Eventually, I looked up from my feet, and saw John and the dogs flush with excitement from making the summit.

My dogs were mountain goats in another life.

“Did I do it?” I asked John, trying not to be overcome and weepy with the exhaustion–and the fear that he would say: “Nope, this is another false summit.”

“You did it!” he replied. RELIEF!

Making the summit that day isn’t the point of this story–it’s simply the happy ending. The point is that I kept trying because it was hard, because it was worth the bother, because I was gonna try no matter what that meant for success or failure.

The act of doing is always more important than the outcome. Doing is about the process, the moment, the learning, the growing. If I failed to reach the summit that day, I would be disappointed, but I would know that I gave it my best effort.

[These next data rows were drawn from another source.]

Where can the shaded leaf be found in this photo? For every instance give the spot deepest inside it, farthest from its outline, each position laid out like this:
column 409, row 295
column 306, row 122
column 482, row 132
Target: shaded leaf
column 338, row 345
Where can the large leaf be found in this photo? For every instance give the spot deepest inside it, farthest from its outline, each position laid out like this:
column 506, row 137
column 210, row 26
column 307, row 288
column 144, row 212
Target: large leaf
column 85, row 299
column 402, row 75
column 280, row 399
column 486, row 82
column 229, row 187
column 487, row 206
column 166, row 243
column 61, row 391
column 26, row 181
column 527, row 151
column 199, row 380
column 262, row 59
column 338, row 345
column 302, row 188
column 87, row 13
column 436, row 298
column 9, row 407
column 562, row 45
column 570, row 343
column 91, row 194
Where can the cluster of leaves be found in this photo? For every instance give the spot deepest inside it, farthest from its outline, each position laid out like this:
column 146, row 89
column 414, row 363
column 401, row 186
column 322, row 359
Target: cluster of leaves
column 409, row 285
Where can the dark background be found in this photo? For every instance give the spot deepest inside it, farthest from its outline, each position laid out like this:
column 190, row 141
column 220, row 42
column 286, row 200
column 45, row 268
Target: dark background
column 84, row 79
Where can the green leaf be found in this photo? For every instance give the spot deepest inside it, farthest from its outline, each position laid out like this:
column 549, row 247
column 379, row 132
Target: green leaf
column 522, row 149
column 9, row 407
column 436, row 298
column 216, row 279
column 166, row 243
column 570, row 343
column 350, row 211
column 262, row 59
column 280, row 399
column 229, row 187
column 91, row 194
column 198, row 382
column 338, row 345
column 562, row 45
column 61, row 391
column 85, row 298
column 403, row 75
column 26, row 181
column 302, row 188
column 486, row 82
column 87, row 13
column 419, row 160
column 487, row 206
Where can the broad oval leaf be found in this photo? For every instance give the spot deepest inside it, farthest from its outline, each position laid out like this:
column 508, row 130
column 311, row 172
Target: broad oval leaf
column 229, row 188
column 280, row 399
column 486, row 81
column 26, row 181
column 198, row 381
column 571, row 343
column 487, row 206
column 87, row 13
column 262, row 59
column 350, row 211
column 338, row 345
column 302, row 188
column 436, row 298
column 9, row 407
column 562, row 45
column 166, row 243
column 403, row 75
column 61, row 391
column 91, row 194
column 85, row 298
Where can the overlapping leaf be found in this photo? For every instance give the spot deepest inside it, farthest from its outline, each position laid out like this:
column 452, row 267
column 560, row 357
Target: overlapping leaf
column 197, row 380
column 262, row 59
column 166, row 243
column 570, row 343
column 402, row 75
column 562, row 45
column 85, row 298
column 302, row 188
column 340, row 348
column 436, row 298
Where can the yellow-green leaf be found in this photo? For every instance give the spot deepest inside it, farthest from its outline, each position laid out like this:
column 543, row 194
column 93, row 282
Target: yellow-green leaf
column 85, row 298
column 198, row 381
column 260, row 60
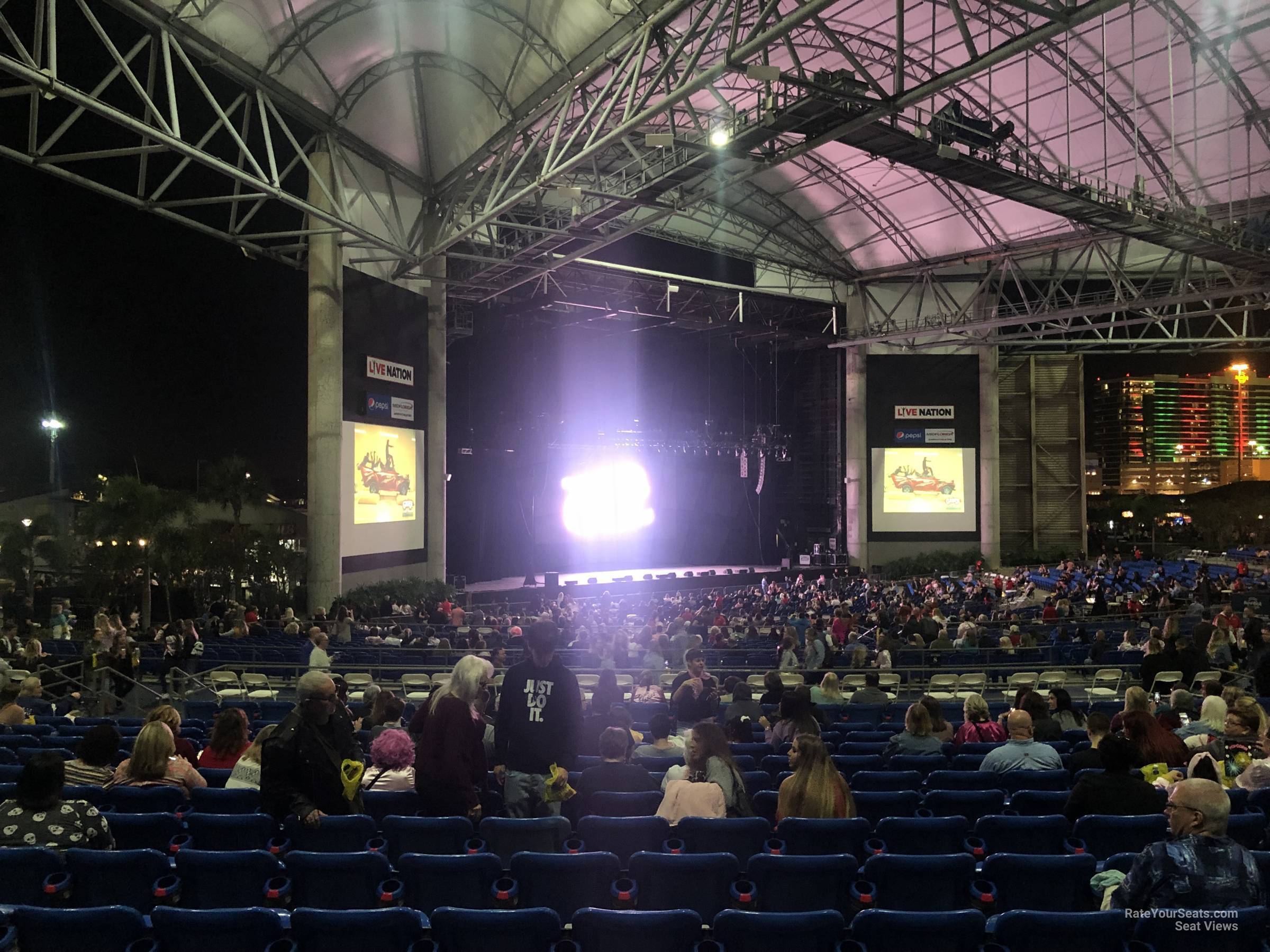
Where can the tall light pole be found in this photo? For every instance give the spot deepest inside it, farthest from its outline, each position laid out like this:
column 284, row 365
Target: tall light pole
column 52, row 427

If I had failed to reach the summit that day, I’d take what I had learned and make another go at it on a different day.

Failure is only permanent when we quit trying.

When we finally got back to the trailhead, I said, “Wow – that was hard for me.”

John nodded. “It was! Wasn’t it GREAT?”

Yes. Yes, it most certainly was great.

Anything worth doing will have challenges. It is precisely because of those challenges that we grow and thrive.

I continue to bother because I want to be the type of doer I admire. I strive to be the type of person who persists because the going is hard. I fall short some days, of course. Failure is an excellent teacher – and motivator. Whenever we miss the mark, we have an opportunity to learn from it, and to renew our commitment to ultimate success.

If our goals are big enough, they have a clear chance of failure. While that is a scary reality, the point of this process is to go outside of our current abilities to see what we can do! If we don’t risk failure on the way to achieving a goal, then that isn’t a goal – it’s just a thing that we are going to do.

So, as you face the myriad of challenges that living brings your way, face each of them with the courage to take one step at a time, to bother to invest in your dreams, and keep moving toward your summit.

You are gonna do this.

Did I make it?

2 Comments

  1. Ruth Ann Sellers

    I so enjoyed reading this adventure of yours. You are indeed an inspiration during these Covid-19 times. As a runner, I too miss the races and energy from the other runners. Going to a park to run, walk and just riding my exercise bike at times is so good for my mental well being as well. Thanks for your inspiration and for sharing your adventures. Wishing you all the best Maria!